Rücksichtslos
beobachtete er, wie sich das junge Mädchen weinend auf dem Bett krümmte. Sonnenstrahlen tanzten über ihr Gesicht und die Tränen auf den Wangen glänzten wie Diamanten. Ihre feuerroten lockigen Haare fielen nach vorn als sie das Gesicht im Kissen verbarg. Er beugte sich nach vorn, den Blick noch immer auf die rote Mähne gerichtet. Plötzlich stand die Putzfrau im Zimmer der Rothaarigen, und er lehnte sich wieder zurück.
*
Die Blonde starrte aus braunen Rehaugen zurück. Der Vergleich passte, da sie auch aussah wie ein verschrecktes Reh. Im nächsten Augenblick gestikulierte sie mit einem Putzlappen und einem Badreiniger, die sie in den Händen hielt. Anschließend ging sie zum Waschbecken und begann es zu putzen. Währenddessen blickte sie immer wieder kurz zu Kira. Diese setzte sich im Bett auf und wischte sich die Tränen ab. Sie zog ihre Beine an und beobachtete die fremde junge Frau misstrauisch. Ihre mittelblonden halblangen Haare hingen ihr strähnig ins Gesicht. Sie machte, trotz ihrer körperlichen Fülle, einen zerbrechlichen Eindruck, so wie sie sich mit vornüber gebeugten Schultern bewegte.
„ Wer sind Sie?“, fragte Kira nach eine Weile.
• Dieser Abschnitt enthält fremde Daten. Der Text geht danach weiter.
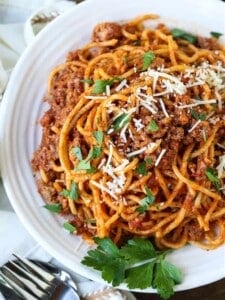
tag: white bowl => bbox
[0,0,225,292]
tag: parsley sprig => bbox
[205,167,221,191]
[82,238,182,299]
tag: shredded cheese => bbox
[155,149,166,167]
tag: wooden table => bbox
[134,278,225,300]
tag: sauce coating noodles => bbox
[32,15,225,249]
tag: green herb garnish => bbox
[136,186,155,213]
[171,28,197,44]
[210,31,223,39]
[63,222,76,233]
[113,113,131,131]
[82,238,182,299]
[93,131,104,146]
[43,203,62,214]
[71,147,83,160]
[191,109,206,121]
[205,167,221,191]
[60,181,79,201]
[148,120,159,132]
[142,51,155,71]
[80,78,94,84]
[135,158,152,176]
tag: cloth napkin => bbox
[0,0,135,299]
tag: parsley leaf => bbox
[92,79,114,94]
[93,131,104,146]
[113,113,131,131]
[191,109,206,121]
[43,203,62,214]
[81,238,182,299]
[80,78,94,84]
[120,238,156,264]
[153,260,175,299]
[135,161,148,176]
[210,31,223,39]
[205,167,221,191]
[171,28,197,44]
[82,238,125,286]
[60,181,79,201]
[63,222,76,233]
[148,120,159,132]
[142,51,155,71]
[135,158,152,176]
[126,262,155,289]
[71,147,83,160]
[136,186,155,213]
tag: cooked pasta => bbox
[32,14,225,249]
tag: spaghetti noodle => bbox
[32,15,225,249]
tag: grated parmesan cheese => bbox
[133,118,145,131]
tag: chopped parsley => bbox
[63,222,76,233]
[210,31,223,39]
[142,51,155,71]
[191,109,206,121]
[60,181,79,201]
[135,158,152,176]
[136,186,155,213]
[43,203,62,214]
[92,77,123,94]
[71,147,83,160]
[113,113,131,131]
[171,28,197,44]
[81,237,182,299]
[93,131,104,146]
[205,167,221,191]
[80,78,94,84]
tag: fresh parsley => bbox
[43,203,62,214]
[92,77,123,94]
[148,120,159,132]
[135,158,152,176]
[136,186,155,213]
[82,238,182,299]
[60,181,79,201]
[63,222,76,233]
[142,51,155,71]
[71,147,83,160]
[93,131,104,146]
[210,31,223,39]
[205,167,221,191]
[191,109,206,121]
[171,28,197,44]
[113,113,131,131]
[80,78,94,84]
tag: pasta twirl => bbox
[32,15,225,249]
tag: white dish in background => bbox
[0,0,225,292]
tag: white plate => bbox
[0,0,225,292]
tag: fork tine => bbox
[0,270,40,300]
[7,261,52,292]
[13,254,57,284]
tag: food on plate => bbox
[32,14,225,249]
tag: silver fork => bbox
[0,254,80,300]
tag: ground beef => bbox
[92,23,122,42]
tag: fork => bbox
[0,254,80,300]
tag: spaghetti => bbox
[32,15,225,249]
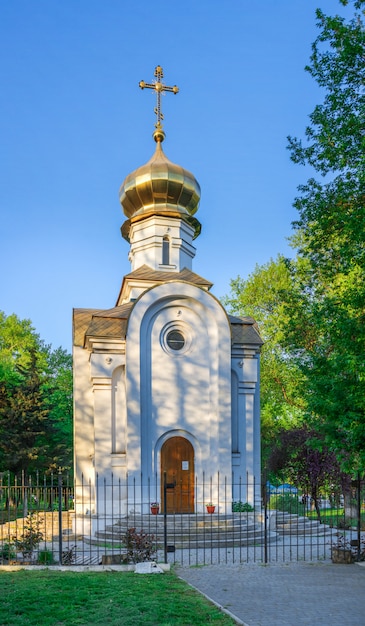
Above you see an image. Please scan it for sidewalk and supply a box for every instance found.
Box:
[176,562,365,626]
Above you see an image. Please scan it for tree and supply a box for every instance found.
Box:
[268,426,340,520]
[0,350,49,473]
[285,0,365,471]
[0,312,72,473]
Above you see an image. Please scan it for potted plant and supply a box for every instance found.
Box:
[331,535,355,563]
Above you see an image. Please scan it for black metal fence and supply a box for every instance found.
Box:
[0,473,365,566]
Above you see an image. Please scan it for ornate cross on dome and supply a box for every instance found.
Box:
[139,65,179,141]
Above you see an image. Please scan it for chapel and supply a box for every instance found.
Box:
[73,66,262,528]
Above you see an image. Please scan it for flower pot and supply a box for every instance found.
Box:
[332,548,354,563]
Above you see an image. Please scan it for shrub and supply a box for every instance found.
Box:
[269,493,305,515]
[14,513,43,558]
[0,541,16,561]
[232,500,255,513]
[124,528,157,563]
[38,549,54,565]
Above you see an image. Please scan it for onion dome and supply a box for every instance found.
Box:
[119,134,201,241]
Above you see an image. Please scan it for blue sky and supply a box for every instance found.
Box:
[0,0,352,350]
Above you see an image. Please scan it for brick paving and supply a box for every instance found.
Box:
[176,562,365,626]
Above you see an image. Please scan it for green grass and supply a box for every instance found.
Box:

Doch sie erhielt keine Antwort. Nachdem die Blonde das Waschbecken geputzt hatte, widmete sie sich der Toilette. Anschließend ging sie kurz aus dem Zimmer, um mit einem Staubsauger wieder zurückzukommen. Kira blieb die ganze Zeit auf dem Bett sitzen. Lediglich ihre Augen folgten jeder Bewegung der jungen Frau. Nach wenigen Minuten war sie wieder allein, und die Stille kam ihr erdrückend vor. Es war seltsam. Die Fremde war unscheinbar wie eine graue Maus, und trotzdem war ihre Anwesenheit tröstlich. Die Ungewissheit, was mit ihr passieren würde, machte sie verrückt. Mit einem Mal meinte sie, etwas würde ihr die Kehle zuschnüren, und ihr blieb die Luft weg. Gleichzeitig verspürte sie wieder ein Brennen und einen Druck in der Brust, was ihr das Einatmen zusätzlich erschwerte. Ihre Augen füllten sich schon wieder mit Tränen, und sie sprang vom Bett. Im ersten Augenblick torkelte sie, und ihr wurde kurz schwarz vor Augen, da sie zu schnell aufgestanden war. Sie schaffte es gerade noch, ohne zu stürzen, bis zu der Terrassentür im hinteren Bereich des Zimmers. Dort angekommen lehnte sie sich mit Stirn und Nase gegen das kalte Glas. Ihr Atem kondensierte als feiner Schleier. Beide Handflächen presste sie ebenfalls an die durchsichtige Tür. Mittler weile funktionierte ihre Gehirndurchblutung wieder und sie sah klarer, wenn man von dem Tränenschleier absah.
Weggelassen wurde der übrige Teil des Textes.